The Japanese language is written using two phonetic alphabets, known as Kana and Hiragana, and one ideographic alphabet known as Kanji. There are also several ways to write the Japanese language using the Roman alphabet. These methods are known as Romaji. The most popular Romaji system is the modified-Hepburn system. The one chosen by the Japanese government, Kunrei-shiki, is so stupid that it doesn't warrant comment.
Japanese teachers generally start by teaching Romaji, followed by Hiragana, then Katakana, then Kanji. Better teachers will skip Romaji. There are many problems with this method of teaching. It is essential that students learn Kanji from the very first lesson, so that Kanji cease to be seen as a difficult hurdle, something to be tackled at some point in the distant future. The very reason that Kanji are difficult is that they are not taught from the outset. A student learns to recognize various Japanese words, learns their meaning, and learns their pronunciation. These three aspects become one item in memory. A year or two later the student is introduced to the Kanji characters for these words. It is very difficult to add a Kanji character to something that has already been memorised.

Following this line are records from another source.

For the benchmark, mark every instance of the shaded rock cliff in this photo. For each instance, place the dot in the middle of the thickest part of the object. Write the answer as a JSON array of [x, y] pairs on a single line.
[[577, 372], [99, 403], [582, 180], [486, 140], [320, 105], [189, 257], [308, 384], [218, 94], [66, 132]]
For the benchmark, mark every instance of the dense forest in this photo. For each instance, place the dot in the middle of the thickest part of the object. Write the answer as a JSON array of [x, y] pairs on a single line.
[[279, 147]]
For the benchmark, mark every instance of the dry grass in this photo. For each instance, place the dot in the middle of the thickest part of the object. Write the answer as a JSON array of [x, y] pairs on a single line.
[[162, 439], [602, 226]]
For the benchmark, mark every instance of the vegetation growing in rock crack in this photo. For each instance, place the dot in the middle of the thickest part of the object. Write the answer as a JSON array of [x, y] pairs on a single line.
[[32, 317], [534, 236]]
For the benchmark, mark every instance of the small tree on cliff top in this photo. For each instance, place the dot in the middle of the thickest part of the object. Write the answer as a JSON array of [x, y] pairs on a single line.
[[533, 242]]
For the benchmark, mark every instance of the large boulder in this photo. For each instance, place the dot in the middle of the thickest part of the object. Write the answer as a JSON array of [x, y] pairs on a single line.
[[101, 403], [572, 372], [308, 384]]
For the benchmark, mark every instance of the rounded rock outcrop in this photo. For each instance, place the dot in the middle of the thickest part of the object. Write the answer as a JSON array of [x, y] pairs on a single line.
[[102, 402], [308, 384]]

Only two people told me to learn some Kanji characters before moving to Japan, Mark Rebuck and Ben Jones. Mark sold me a huge number of Japanese language textbooks for a pitifully small amount of money, books which are still useful to me today, six years later.
For those wishing to visit Japan, the most useful thing to do is learn some Kanji characters. The best book to use for this purpose is called "Read Japanese Today" by Len Walsh, published by Tuttle. My copy has "Mark Rebuck, 1992" written in the front cover.